The Bloomberg Dollar Spot Index fell as much as 0.6%, dropping for a fifth straight session and bringing its 2020 decline to around 1.7%.
Wagers on dollar losses by hedge funds and other large speculators have been building, but have yet to reach the levels seen in 2017 and 2018, according to Commodity Futures Trading Commission data.
“Broader positioning against the USD is not overly stretched,” said Shaun Osborne, chief foreign-exchange strategist at Scotiabank. Investors and speculators are “only just starting to embrace the short USD story.
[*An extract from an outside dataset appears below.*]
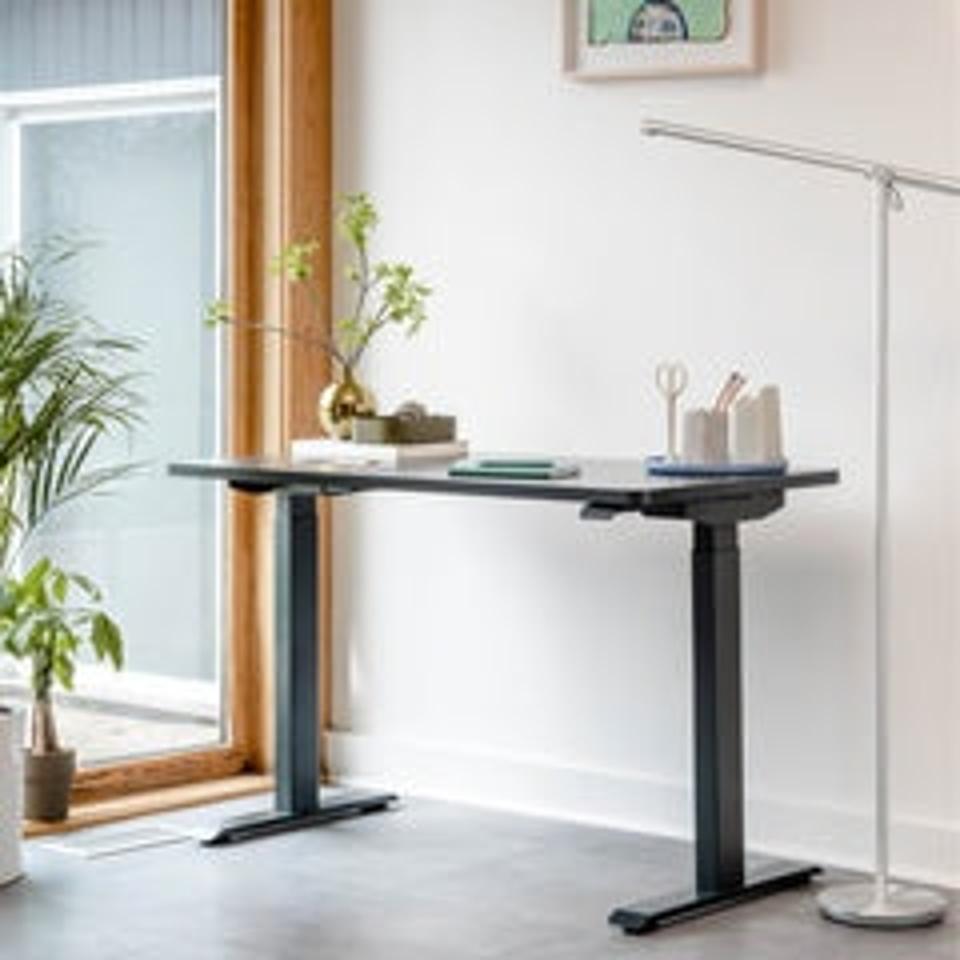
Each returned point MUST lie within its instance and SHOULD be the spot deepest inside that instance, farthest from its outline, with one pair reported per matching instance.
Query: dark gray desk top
(621, 484)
There is room for this move to run.”
The dollar failed to gain much traction even after a report showed US housing starts surged in July amid record-low interest rates. The resilience in that corner of the economy comes as roughly 15 million Americans remain out of work in the coronavirus’s wake.
With some investors still skeptical about the durability of the recovery and the Federal Reserve buying billions of dollars of Treasuries to support markets, benchmark US yields remain not far above record lows. With their premium over global peers narrowing, the dollar’s appeal is dimming on that front too.
The 10-year US real yield, which is the rate after stripping out inflation, is now only about 30 basis points above its German counterpart. That’s the smallest spread since 2014.